# LLama-index: Introduction and High-Level Concepts

This demo showcases **Retrieval Augmented Generation** (RAG) following stages (*loading, indexing, storing, querying*) with **llama-index** over Wikipedia's article on Twitter.


![RAG stages](stages.png) 

## Initialization

Install Llama-index with pip:

In [None]:
!pip install llama-index

Set your OpenAI API key

In [None]:
import os
import openai

os.environ["OPENAI_API_KEY"] = "sk-..."   # Add your OpenAi API key here
openai.api_key = os.environ["OPENAI_API_KEY"]

## Loading data

In this section, the Wikipedia article on Twitter will be downloaded and saved in a .txt file. Subsequently, it will be loaded using the **SimpleDirectoryReader** function.

In [2]:
# Downloading the article and saving it in the `/data` directory.
from pathlib import Path
import requests
response = requests.get(
        "https://en.wikipedia.org/w/api.php",
        params={
            "action": "query",
            "format": "json",
            "titles": 'Twitter',
            "prop": "extracts",
            # 'exintro': True,
            "explaintext": True,
        },
    ).json()
page = next(iter(response["query"]["pages"].values()))
wiki_text = page["extract"]

data_path = Path("data")
if not data_path.exists():
        Path.mkdir(data_path)

with open(data_path / f"Twitter.txt", "w") as fp:
        fp.write(wiki_text)

In [3]:
#  Loading files in `/data` directory. 
from llama_index import SimpleDirectoryReader

#  this function will return a list of Document objects
documents = SimpleDirectoryReader("data").load_data()

## Indexing

In this section, indexes will be created from the previously generated documents by instantiating **VectorStoreIndex**.

In [4]:
from llama_index import VectorStoreIndex
index = VectorStoreIndex.from_documents(documents)


## Storing

Now that the indexes have been created, they will be stored for future use. then reloaded for demonstration purposes.

In [None]:
from llama_index import (
    StorageContext,
    load_index_from_storage,
)

index.storage_context.persist('data/index')
storage_context = StorageContext.from_defaults(persist_dir='data/index')
index = load_index_from_storage(storage_context)


## Querying


For this purpose, the OpenAI GPT-3.5-turbo model will be utilized.

In [None]:
from llama_index.llms import OpenAI
llm=OpenAI(model='gpt-3.5-turbo')


Before querying the model using the indexes, let's initially prompt the model about social media X. 

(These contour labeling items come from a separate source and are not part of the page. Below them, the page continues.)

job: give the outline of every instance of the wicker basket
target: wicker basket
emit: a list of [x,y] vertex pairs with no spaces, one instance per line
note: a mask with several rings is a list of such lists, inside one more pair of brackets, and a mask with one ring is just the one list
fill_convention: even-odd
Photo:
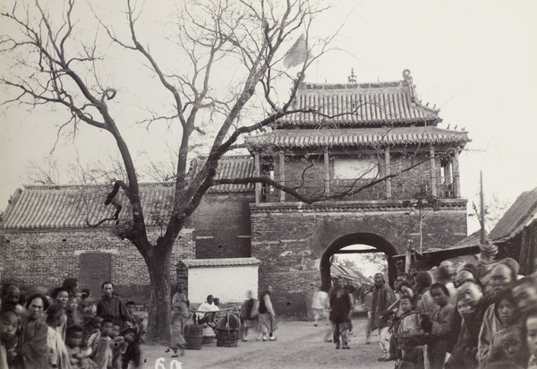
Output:
[[414,348],[416,346],[427,345],[429,333],[423,331],[401,332],[396,335],[397,343],[403,348]]
[[184,326],[184,340],[189,350],[200,350],[203,343],[203,326],[200,324],[186,324]]
[[[404,318],[413,314],[417,314],[419,321],[420,313],[417,312],[412,312],[408,314],[403,315],[401,319],[396,323],[394,327],[394,332],[397,332],[397,330],[399,330],[399,325],[401,324],[401,322]],[[422,330],[414,331],[404,331],[396,333],[396,339],[397,340],[397,345],[401,348],[414,348],[416,346],[426,345],[429,341],[429,333],[424,332]]]
[[218,348],[236,348],[239,340],[239,330],[218,329],[217,346]]

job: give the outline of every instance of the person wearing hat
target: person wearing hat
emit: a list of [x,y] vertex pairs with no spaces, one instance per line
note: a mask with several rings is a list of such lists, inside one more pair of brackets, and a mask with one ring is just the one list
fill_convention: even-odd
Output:
[[432,284],[432,278],[427,271],[418,271],[414,276],[414,290],[416,298],[414,299],[414,311],[419,313],[427,313],[432,315],[436,304],[430,296],[429,287]]
[[[490,292],[493,296],[508,292],[516,281],[518,262],[511,258],[507,259],[500,260],[490,270]],[[482,366],[484,365],[484,359],[489,356],[492,336],[505,328],[496,313],[499,303],[499,301],[496,300],[487,308],[483,315],[478,346],[479,362]]]
[[385,282],[382,273],[375,274],[374,280],[375,289],[371,298],[371,330],[379,330],[379,344],[384,353],[382,356],[379,357],[379,361],[389,361],[395,359],[389,355],[391,333],[388,316],[382,313],[396,301],[396,295]]

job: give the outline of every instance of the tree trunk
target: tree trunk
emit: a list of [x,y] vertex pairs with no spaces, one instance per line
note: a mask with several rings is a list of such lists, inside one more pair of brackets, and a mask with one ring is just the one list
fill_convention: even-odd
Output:
[[151,283],[147,339],[167,345],[170,339],[170,258],[172,246],[154,246],[146,258]]

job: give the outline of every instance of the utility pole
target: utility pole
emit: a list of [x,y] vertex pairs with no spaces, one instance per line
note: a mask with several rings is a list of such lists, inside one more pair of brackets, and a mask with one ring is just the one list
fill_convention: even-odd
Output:
[[481,181],[481,224],[482,224],[482,231],[481,231],[481,244],[485,245],[487,242],[487,230],[485,229],[485,195],[483,194],[483,172],[482,170],[479,172],[480,181]]

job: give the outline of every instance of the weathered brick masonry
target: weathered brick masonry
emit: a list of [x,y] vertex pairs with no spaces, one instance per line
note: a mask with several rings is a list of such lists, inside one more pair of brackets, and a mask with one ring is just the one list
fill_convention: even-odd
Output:
[[[466,236],[465,202],[443,202],[442,209],[423,220],[424,244],[430,248],[453,245]],[[260,287],[277,286],[274,299],[278,311],[305,316],[304,296],[320,282],[320,259],[340,237],[380,236],[397,253],[405,253],[409,238],[419,245],[417,215],[408,214],[410,210],[400,201],[377,205],[377,209],[371,209],[371,202],[251,205],[251,256],[261,262]],[[359,238],[354,241],[361,243]]]
[[[159,230],[149,230],[150,240],[155,241],[159,234]],[[180,237],[174,245],[171,266],[181,259],[194,258],[193,231],[184,229]],[[128,240],[121,240],[107,228],[4,231],[0,246],[2,282],[22,287],[57,287],[65,278],[81,279],[81,254],[99,253],[110,255],[111,274],[97,273],[97,280],[81,280],[81,287],[100,286],[110,279],[123,297],[139,304],[149,302],[149,278],[143,258]],[[100,291],[94,287],[92,295],[98,297]]]
[[196,229],[196,259],[247,258],[253,193],[207,193],[189,219]]

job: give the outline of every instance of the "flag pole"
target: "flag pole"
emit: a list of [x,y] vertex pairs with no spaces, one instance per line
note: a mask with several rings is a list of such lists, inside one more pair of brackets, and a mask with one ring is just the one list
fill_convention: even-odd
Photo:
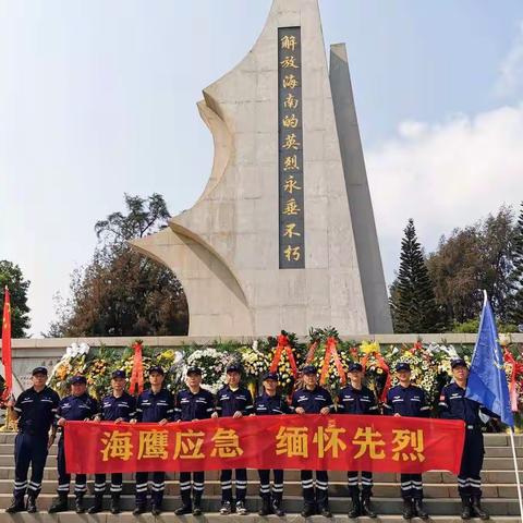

Subsequently, we will employ the same prompt, but this time utilizing the generated indexes.

In [15]:
from llama_index.llms import ChatMessage

messages = [
    ChatMessage(role="user", content="tell me about the social media X"),
]
resp = llm.chat(messages)
print(resp)

assistant: Social media X is a hypothetical social media platform that does not exist in reality. As such, there is no specific information available about its features, purpose, or user base. However, we can discuss some general aspects of social media platforms.

Social media platforms are online platforms that allow users to create and share content, connect with others, and engage in various activities. They have become an integral part of modern communication and have revolutionized the way people interact and share information.

Typically, social media platforms offer features such as creating a profile, posting updates, sharing photos and videos, following other users, and engaging in conversations through comments and direct messages. They also provide tools for liking, sharing, and reposting content, which helps in spreading information quickly.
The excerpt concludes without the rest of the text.